Sunday, 28 December 2014

Assassins - Review

Menier Chocolate Factory, London


Music and lyrics by Stephen Sondheim
Book by John Weidman
Directed by Jamie Lloyd

Carly Bawden and Catherine Tate

It is a thrilling, chilling intimacy that infuses the Menier's production of Assassins, Stephen Sondheim's compelling work that unfolds via the back stories of those who have taken a pot-shot at America's Presidents down the years. The audience enters a traverse space through the sinister open jaws of an oversized clown, with Soutra Gilmour's inspired design placing this show's prescribed fairground setting in a decayed theme park. Video-gamers will find more than a hint of Batman's Arkham City amidst the grotesque paraphernalia - and that's even before setting eyes on Simon Lipkin's Joker-esque Proprietor.

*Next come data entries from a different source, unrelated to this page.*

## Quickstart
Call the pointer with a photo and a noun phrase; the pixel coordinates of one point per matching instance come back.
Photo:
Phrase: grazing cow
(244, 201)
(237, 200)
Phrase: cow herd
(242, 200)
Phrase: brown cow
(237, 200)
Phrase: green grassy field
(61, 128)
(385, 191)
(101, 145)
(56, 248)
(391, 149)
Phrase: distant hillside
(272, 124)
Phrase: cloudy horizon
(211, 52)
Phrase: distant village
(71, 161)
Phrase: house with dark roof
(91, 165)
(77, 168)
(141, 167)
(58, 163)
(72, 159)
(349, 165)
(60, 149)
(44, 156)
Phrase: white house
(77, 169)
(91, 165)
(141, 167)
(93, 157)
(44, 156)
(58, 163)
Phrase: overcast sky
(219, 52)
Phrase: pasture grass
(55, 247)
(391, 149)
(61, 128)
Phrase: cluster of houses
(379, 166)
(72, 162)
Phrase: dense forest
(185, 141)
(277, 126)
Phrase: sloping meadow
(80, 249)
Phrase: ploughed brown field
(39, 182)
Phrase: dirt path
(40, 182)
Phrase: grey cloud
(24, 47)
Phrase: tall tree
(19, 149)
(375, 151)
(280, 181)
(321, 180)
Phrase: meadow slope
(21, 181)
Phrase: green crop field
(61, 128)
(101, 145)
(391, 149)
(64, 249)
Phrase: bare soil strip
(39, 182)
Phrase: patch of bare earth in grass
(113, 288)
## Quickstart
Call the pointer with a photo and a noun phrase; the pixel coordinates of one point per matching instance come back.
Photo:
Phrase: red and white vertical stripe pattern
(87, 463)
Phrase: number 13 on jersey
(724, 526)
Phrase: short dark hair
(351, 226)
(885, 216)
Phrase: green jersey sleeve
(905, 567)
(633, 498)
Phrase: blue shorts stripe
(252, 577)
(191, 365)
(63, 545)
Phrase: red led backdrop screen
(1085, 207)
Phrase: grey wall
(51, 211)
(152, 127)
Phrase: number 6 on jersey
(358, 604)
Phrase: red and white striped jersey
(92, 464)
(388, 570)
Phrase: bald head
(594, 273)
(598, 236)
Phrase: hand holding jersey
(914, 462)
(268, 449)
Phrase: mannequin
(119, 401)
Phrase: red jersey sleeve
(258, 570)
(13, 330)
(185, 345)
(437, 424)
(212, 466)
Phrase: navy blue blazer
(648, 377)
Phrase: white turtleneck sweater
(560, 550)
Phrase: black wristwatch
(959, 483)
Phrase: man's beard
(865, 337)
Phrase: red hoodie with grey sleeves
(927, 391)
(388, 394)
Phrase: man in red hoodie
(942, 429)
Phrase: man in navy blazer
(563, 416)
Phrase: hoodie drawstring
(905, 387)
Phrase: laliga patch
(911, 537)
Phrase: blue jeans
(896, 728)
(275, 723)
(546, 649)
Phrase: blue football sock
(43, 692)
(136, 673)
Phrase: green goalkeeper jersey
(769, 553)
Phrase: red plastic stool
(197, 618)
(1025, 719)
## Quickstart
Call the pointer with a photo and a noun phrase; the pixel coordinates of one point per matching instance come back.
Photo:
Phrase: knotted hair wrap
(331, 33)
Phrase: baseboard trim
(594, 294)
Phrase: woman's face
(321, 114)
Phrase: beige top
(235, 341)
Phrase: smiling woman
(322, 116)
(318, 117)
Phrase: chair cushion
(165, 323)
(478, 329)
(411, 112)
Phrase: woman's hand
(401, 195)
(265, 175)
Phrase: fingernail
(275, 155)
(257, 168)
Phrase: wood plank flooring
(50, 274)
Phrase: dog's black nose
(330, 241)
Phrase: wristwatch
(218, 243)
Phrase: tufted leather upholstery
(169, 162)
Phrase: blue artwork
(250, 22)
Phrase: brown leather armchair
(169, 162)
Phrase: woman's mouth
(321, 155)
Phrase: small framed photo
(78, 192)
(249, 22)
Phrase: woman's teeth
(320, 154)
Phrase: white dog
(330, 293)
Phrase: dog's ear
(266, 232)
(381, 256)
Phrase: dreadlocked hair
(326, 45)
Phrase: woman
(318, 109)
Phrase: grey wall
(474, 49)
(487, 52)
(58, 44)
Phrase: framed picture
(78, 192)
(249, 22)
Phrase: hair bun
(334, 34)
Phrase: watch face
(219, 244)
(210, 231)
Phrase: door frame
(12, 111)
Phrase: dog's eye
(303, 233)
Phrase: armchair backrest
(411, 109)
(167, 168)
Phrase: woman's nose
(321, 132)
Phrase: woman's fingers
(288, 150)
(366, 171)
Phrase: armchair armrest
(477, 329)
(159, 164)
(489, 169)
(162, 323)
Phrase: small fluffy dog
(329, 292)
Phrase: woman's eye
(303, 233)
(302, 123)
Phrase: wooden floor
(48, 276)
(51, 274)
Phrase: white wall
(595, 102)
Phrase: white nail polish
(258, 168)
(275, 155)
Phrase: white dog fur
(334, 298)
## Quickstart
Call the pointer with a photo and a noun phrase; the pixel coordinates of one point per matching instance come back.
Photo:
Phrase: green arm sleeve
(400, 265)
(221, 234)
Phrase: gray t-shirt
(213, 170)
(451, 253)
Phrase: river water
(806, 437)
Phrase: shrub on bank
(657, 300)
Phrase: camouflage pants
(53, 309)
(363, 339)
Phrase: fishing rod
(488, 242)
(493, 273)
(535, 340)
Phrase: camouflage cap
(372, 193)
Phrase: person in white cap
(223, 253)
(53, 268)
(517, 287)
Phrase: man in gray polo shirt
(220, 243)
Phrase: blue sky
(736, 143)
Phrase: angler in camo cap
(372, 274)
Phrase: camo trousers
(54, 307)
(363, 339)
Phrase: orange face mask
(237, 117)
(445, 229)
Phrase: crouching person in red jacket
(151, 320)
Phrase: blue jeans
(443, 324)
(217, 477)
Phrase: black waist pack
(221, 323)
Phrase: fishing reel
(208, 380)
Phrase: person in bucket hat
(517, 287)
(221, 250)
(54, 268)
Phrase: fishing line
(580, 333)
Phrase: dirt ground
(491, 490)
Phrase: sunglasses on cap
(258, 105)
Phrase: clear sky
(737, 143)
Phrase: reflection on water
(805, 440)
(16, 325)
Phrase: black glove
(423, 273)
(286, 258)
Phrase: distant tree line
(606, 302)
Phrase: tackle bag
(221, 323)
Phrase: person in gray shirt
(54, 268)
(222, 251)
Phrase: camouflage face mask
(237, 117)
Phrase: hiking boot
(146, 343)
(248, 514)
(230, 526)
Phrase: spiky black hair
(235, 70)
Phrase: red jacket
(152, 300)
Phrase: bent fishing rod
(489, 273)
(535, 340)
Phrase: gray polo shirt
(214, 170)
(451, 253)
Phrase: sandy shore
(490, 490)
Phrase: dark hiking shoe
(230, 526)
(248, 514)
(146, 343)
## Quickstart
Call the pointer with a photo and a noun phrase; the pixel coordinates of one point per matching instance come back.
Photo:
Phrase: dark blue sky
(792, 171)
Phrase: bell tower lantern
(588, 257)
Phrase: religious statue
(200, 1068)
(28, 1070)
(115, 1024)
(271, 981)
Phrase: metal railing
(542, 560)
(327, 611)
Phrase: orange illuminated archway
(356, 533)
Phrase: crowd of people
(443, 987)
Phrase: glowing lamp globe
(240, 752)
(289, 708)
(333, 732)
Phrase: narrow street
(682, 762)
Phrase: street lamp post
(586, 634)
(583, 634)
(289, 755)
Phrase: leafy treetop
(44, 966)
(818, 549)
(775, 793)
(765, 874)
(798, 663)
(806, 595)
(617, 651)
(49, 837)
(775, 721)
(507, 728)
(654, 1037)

There is as much history as there is entertainment in this show. Broadway import Aaron Tveit is the first of the shooters, playing John Wilkes Booth, Abraham Lincoln's Confederate murderer. Booth was committed to opposing the abolition of slavery that Lincoln championed and proves to be one of the musical's few assassins who is drawn to kill purely in pursuit of a political even if reprehensible political motive. There is little that's crazy in Tveit's sensitive portrayal of a man who sees Lincoln destroying his nation and whilst many of the other assassins are executed, Booth's suicide as his captors close in, evokes a surprising pathos from the American actor.

Aside from the Proprietor, Sondheim's key narrative thread comes from Jamie Patker's guitar-strumming Balladeer. Amidst moments of brilliant irony, Parker achieves a subtle blend of satire and tragedy as he weaves his way through the show's haphazard chronology, his final transformation, from everyman to Lee Harvey Oswald, is one of Sondheim's most chilling creative concepts.

The power of this show lies in its construction as an ensemble piece and Jamie Lloyd has assembled a world class company to portray this clutch of infamous inadequates. Catherine Tate cleverly underplays her comic genius as Sarah Jane Moore who was to have a pop at Gerald Ford, whilst in a separate bid to kill Ford, Carly Bawden's Lynette 'Squeaky' Fromme offers up another carefully crafted slice of ditzy 1970's Americana.

Rising star Stewart Clarke electrifies (literally) as F.D.Roosevelt's would be killer Giuseppe Zangara. Clarke's last Latino turn was as Pirelli in NYMT's Sweeney Todd and this young actor's Italian job has to be seen to be believed. Andy Nyman offers a perfectly nuanced nebbish as immigrant Charles Guiteau who shot Garfield in 1881. Nyman's disturbingly hilarious reprise of The Ballad of Guiteau, complete with jazz hands as his character's corpse swings from the gallows (great stagecraft from Freedom Flying) must rank as one of the most ghoulish moments in the canon.

Canadian Mike McShane is perfectly placed as the oft forgotten Samuel Byck, a middle-aged unemployed salesman who plotted to fly a 747 into Nixon's White House. Lumbering on stage in a Santa suit and in a role that credits him with no sung solos but rather rambling monologues, McShane leads the company in Assassins' most portrayal number, Another National Anthem. (And if McShane is one day cast as Willy Loman, remember that you read it here first)

Lipkin is an assured force throughout - and as each President is in turn shot at, he dons a paper target on head, back or torso, inviting gunmen to take aim. His is a performance (that also includes his acclaimed puppetry skills), that like the show itself, is as exciting as it is thought provoking. With no interval, Assassins proves to be a relentless roller-coaster ride. The most famous assassination of them all, that of John F. Kennedy in Dallas, sees the Menier's stage flooded in crimson petals, mimicking the famously televised bloody horror that the world witnessed in November 1963. 

As one of London's visionary directors and a creative force who consistently brings a perceptive flair, often sprinkled with just a hint of carnage, there was an inevitability that Jamie Lloyd would want to tackle this troubling show. His execution is flawless, ably supported by musical director Alan Williams' interpretation of Sondheim's complex melodies.

Sold out until March, this show is a work of genius that deserves a wider audience. A West End transfer may yet be a possibility, but nothing will match the cockpit-like intensity achieved in this versatile venue. The finale's ensemble of the assassins, guns aimed at the audience and all singing Everybody's Got The Right will, to quote Sondheim, stay with me for a long time.